This format allows to obtain a PSSM from a list of (supposedly
pre-aligned) sites. These sites can themselves have been
collected by scanning sequences with a matrix (matrix-scan) or
by searching string-based patterns in a sequence
(dna-pattern).
Converting features to matrices can for example be useful for
iterative refinment of a matrix (colecting sites from a
matrix, and building a matrix from those sites).
Another application is to detect oligomers or dyads in a
sequence set, and build a matrix from these.
clustal (input)
The popular multiple alignemnt program clustalw.

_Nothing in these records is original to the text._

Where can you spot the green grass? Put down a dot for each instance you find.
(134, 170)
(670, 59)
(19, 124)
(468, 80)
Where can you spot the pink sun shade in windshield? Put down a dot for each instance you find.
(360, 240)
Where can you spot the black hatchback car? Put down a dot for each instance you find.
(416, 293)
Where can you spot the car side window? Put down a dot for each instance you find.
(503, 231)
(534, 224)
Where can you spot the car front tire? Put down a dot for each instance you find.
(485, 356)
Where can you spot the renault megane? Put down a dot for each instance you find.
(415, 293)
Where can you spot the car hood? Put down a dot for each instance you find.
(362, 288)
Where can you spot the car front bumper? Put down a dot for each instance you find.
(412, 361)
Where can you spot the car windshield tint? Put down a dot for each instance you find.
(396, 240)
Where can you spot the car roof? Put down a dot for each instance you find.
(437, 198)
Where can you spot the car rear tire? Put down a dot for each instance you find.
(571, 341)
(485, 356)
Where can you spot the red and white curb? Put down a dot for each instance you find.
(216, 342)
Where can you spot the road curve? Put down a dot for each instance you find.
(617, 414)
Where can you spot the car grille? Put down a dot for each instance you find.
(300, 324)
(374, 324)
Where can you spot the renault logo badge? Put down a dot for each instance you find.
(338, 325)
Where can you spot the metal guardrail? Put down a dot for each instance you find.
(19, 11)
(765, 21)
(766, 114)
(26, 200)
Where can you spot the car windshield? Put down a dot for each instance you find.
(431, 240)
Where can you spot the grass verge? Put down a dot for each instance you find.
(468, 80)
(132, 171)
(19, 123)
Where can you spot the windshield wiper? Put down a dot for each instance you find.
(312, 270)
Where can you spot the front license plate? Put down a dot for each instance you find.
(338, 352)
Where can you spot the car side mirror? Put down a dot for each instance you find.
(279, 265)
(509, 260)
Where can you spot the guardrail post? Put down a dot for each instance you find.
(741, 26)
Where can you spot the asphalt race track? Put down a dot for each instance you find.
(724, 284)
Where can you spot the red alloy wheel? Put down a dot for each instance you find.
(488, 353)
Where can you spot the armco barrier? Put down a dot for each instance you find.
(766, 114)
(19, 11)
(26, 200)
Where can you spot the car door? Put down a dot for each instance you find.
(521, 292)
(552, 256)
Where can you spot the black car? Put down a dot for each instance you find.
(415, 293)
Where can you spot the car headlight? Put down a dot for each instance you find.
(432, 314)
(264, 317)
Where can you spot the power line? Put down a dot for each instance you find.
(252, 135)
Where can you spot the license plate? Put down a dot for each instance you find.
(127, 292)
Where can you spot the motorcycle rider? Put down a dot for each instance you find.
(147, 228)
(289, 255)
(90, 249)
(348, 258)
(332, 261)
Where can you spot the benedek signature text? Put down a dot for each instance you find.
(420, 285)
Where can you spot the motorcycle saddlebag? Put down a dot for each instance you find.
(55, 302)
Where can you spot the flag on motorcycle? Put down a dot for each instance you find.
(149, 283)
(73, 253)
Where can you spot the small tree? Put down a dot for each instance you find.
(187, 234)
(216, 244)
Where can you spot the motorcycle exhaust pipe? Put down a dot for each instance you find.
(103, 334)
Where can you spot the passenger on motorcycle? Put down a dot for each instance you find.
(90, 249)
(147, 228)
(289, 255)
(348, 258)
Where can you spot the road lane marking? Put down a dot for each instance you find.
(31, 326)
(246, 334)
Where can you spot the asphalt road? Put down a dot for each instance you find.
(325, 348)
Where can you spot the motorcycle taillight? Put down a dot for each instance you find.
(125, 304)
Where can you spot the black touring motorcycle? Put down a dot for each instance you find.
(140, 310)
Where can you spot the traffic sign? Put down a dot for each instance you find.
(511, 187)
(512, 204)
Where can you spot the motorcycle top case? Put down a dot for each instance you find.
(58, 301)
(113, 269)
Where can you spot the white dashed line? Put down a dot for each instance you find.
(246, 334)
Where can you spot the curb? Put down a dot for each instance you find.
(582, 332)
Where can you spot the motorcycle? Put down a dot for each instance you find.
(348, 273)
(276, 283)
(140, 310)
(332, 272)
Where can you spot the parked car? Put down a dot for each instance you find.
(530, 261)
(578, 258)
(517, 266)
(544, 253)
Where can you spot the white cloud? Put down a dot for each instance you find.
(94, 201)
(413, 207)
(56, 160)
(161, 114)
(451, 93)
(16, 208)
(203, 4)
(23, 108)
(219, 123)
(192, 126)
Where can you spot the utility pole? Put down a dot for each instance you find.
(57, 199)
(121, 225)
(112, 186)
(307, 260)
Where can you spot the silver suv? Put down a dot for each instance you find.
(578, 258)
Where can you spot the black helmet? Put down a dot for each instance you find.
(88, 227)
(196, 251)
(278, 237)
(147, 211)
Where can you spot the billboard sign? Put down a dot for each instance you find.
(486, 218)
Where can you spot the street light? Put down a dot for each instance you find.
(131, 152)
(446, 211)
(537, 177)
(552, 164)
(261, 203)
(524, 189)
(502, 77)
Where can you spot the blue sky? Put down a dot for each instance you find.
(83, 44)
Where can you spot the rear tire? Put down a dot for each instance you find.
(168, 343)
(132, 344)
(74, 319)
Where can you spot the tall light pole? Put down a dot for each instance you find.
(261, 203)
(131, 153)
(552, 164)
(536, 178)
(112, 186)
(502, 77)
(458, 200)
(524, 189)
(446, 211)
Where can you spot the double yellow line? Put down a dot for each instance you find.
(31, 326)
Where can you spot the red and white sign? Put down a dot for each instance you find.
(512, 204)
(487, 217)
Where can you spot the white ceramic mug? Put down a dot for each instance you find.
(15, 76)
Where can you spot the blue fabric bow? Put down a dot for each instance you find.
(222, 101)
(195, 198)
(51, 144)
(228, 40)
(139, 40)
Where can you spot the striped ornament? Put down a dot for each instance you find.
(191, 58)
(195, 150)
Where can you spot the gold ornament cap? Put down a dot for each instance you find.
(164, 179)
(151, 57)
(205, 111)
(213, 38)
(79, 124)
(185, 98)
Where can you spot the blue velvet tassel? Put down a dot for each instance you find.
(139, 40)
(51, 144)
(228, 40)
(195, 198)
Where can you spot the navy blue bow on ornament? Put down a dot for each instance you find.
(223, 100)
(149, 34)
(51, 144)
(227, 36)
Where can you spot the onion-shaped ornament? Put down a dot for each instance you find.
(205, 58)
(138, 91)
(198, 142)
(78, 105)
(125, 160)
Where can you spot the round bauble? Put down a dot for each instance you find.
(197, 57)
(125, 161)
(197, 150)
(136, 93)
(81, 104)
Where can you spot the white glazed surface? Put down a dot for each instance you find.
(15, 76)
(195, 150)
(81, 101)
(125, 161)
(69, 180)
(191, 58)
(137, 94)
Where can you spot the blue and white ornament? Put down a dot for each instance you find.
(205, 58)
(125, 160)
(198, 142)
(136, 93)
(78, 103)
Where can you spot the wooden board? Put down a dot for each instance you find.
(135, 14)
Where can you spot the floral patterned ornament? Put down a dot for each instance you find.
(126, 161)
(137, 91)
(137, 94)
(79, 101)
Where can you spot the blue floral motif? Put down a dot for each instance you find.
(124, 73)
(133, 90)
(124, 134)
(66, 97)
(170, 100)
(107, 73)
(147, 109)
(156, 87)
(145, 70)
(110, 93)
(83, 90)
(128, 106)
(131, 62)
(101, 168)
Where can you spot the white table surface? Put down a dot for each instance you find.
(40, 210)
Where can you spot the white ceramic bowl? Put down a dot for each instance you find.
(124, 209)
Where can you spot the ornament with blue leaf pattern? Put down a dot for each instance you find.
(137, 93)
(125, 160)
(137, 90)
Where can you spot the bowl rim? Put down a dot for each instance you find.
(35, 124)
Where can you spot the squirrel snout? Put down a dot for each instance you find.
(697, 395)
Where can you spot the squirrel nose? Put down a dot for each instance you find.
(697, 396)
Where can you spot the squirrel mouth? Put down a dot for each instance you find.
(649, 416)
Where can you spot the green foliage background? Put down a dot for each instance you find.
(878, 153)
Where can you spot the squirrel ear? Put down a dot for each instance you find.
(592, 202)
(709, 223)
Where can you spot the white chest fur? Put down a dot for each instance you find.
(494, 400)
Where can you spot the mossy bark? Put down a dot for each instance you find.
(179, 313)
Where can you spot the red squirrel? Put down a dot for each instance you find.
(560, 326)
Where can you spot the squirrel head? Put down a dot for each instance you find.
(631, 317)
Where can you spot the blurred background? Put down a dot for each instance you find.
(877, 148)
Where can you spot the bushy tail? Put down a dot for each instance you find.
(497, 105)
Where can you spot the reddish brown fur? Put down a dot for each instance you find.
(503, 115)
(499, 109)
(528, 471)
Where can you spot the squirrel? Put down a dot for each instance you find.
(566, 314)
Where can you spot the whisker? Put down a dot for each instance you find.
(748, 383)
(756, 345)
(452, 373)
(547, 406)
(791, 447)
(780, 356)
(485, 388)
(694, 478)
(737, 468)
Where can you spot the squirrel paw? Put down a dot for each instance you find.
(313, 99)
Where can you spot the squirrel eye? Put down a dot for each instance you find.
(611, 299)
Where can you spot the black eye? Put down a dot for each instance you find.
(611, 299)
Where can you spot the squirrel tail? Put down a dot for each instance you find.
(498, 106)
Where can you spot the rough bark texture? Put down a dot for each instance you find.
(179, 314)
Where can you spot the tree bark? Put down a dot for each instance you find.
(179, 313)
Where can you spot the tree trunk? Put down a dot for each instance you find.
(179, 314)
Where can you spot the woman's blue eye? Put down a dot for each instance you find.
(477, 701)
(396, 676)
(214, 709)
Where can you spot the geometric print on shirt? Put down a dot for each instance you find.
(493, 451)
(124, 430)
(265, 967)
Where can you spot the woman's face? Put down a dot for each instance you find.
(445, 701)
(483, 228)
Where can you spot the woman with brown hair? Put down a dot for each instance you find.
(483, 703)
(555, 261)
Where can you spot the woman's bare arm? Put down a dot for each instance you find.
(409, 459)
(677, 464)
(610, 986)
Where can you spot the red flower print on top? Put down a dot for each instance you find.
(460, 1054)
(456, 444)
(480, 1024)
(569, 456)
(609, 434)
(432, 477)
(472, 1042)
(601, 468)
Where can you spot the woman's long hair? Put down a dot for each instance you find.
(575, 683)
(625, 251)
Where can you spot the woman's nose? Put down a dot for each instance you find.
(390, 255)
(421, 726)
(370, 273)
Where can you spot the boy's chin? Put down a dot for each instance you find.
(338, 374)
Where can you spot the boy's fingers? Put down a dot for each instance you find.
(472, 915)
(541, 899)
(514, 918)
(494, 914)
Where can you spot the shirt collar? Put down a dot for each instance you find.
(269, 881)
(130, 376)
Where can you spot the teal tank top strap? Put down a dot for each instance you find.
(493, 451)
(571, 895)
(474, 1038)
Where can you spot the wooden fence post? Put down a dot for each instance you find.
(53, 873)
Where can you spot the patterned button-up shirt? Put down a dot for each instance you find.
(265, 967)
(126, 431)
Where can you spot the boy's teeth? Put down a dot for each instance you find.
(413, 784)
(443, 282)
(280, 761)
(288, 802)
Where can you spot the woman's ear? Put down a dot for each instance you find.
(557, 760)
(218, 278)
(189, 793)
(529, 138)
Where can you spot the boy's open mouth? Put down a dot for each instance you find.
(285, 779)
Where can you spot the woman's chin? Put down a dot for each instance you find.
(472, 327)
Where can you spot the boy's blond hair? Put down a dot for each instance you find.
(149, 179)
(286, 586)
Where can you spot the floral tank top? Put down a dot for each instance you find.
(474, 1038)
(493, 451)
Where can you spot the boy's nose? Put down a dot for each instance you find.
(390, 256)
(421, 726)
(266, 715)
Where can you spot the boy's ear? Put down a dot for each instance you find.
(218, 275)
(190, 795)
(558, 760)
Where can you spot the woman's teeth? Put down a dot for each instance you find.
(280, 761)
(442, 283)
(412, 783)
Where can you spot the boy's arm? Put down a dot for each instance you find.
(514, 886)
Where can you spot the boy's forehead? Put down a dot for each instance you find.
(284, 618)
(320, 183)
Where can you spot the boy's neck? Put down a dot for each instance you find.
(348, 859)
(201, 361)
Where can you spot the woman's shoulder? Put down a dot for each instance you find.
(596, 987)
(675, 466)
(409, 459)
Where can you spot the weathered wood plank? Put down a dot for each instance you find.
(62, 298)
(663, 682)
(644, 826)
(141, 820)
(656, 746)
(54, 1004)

RETURN FIELDS FOR THE TAB-DELIMITED OUTPUT FORMAT
- counts
-
Each cell of the matrix indicates the number of occurrences of the
residue at a given position of the alignment.
- profile
-
The matrix is printed vertically (each matrix column becomes a row in
the output text). Additional parameters (consensus, information) are
indicated besides each position, and a histogram is drawed.
- crude frequencies
-
Relative frequencies are calculated as the counts of residues divided
by the total count of the column.
-
Fij=Cij/SUMi(Cij)
-
where
- Cij
-
is the absolute frequency (counts) of residue i at position j of the alignment
- Fij
-
is the relative frequency of residue i at position j of the alignment
- frequencies corrected with pseudo-weights
-
Relative frequencies can be corrected by a pseudo-weight (b) to reduce
the bias due to the small number of observations.
-
F''ij=Cij+b*Pi/[SUMi(Cij)+b]
-
where
- Pi
-
is the prior frequency for residue i
- b
-
is the pseudo-weight, which is ``shared'' between residues according to
their prior frequencies.
- weights
-
Weights are calculated according to the formula from Hertz (1999), as
the natural logarithm of the ratio between the relative frequency
(corrected for pseudo-weights) and the prior residue probability.
-
Wij=ln(F''ij/Pi)
- information
-
The crude information content is calculated according to the formula
from Hertz (1999).
-
Iij = Fij*ln(Fij/Pi)
-
In addition, we calculate a ``corrected'' information content which
takes pseudo-weights into account.
-
I''ij = F''ij*ln(F''ij/Pi)
- P-value
-
The P-value indicates the probability to observe at least Cij
occurrences of a residue at a given position of the matrix. It is
calculated with the binomial formula:
-
k=C.j C.j! k Cij-k
Pij= SUM ---------- Pi (1-Pi)
k=Cij k!(C.j-k)!
-
where
- Cij
-
is the number of occurrences of residue i at position j of
the matrix.
- C.j
-
is the sum of all residue occurrences at position j of the
matrix.
- Pi
-
is the prior probability of residue i.
- parameters
-
Returns a series of parameters associated to the matrix. The list of
parameters to be exported depends on the input formats (each pattern
discovery program returns specific parameters, which are more or less
related to each others but not identical).
-
Some additional parameters are optionally calculated
- consensus
-
The degenerate consensus is calculated by collecting, at each
position, the list of residues with a positive weight. Contrarily to
most applications, this consensus is thus weighted by prior residue
frequencies: a residue with a high frequency might not be represented
in the consensus if this frequency does not significantly exceed the
expected frequency. Uppercases are used to highlight weights >= 1.
-
The consensus is exported as regular expression, and with the IUPAC
code for ambiguous nucleotides (http://www.chem.qmw.ac.uk/iupac/misc/naseq.html).
-
A (Adenine)
C (Cytosine)
G (Guanine)
T (Thymine)
R = A or G (puRines)
Y = C or T (pYrimidines)
W = A or T (Weak hydrogen bonding)
S = G or C (Strong hydrogen bonding)
M = A or C (aMino group at common position)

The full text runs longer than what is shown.